DULU, desa saya tenang. Semua orang berdaya dan tak ada yang merasa tertinggal. Bapak-bapak punya acara tahlilan rutin setiap malam Jumat, tempat mereka berkumpul dan mendoakan para keluarga yang sudah meninggal dunia sambil berbagi cerita. Ibu-ibu punya manaqiban, tradisi yang bukan hanya soal doa tapi juga ruang untuk saling menguatkan. Anak-anak pun tak ketinggalan, mereka punya dhiba’an, semacam latihan seni hadrah yang sekaligus jadi ruang bermain dan belajar.
Jalan tanah memang belum diaspal, jembatan sederhana masih jadi penghubung antardusun, tapi semua orang saling mengenal, dan saling percaya. Tidak ada banyak uang, tapi ada cukup. Tidak ada kemewahan, tapi ada rasa cukup dan kebersamaan.

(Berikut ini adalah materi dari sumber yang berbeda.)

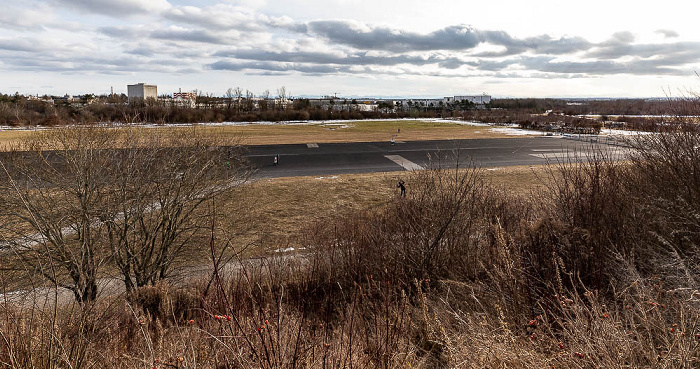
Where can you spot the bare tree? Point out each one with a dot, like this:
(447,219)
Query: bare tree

Bahkan, di desa kami, tidak ada orang yang kelaparan. Setiap fase kehidupan selalu dirayakan dari kelahiran, khitanan, pernikahan, hingga kematian. Tradisi yang sering dianggap bid’ah dan merepotkan itu justru menjadi bentuk jaminan sosial yang nyata. Saat seseorang menikah, tetangga bahu-membahu untuk landang. Ketika ada yang wafat, seluruh warga datang, membantu, dan sebagai imbalannya, mereka pulang membawa berkat. Ini adalah bentuk solidaritas yang tak tertulis, namun dijalankan secara konsisten. Sesuatu yang bahkan di kota besar, dengan segala sistem canggih dan teknologi, belum tentu bisa dijalankan sebaik itu.

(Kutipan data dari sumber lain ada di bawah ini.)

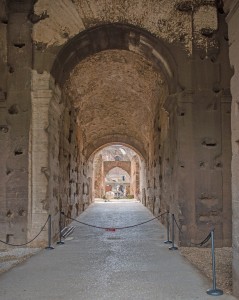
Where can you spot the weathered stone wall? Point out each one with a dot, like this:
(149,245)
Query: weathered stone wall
(186,158)
(98,177)
(135,178)
(233,30)
(15,112)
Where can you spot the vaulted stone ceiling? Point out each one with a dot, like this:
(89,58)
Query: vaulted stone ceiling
(116,93)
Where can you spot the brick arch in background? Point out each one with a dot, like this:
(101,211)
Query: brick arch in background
(109,165)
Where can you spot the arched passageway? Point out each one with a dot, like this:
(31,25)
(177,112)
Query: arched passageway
(117,83)
(154,77)
(117,168)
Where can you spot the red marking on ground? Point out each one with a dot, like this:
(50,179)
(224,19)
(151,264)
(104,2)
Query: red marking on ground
(110,229)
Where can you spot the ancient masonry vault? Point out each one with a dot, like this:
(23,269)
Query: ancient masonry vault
(79,75)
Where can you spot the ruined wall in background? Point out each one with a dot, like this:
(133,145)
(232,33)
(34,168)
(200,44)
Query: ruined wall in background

Kepala desa adalah seseorang yang kami anggap sebagai bagian dari kami, bukan penguasa kecil yang harus dilayani. Dulu, untuk menjadi kepala atau fungsionaris desa harus dengan sukarela, karena mereka tidak digaji dalam bentuk uang seperti sekarang. Penghasilan mereka hanyalah bengkok, sebidang sawah milik desa yang hasil panennya tidak pasti karena risiko luapan banjir Bengawan Solo bisa datang kapan saja sejak istilah climate change muncul. Menjadi pamong desa bukan tentang mencari untung, tapi tentang pengabdian.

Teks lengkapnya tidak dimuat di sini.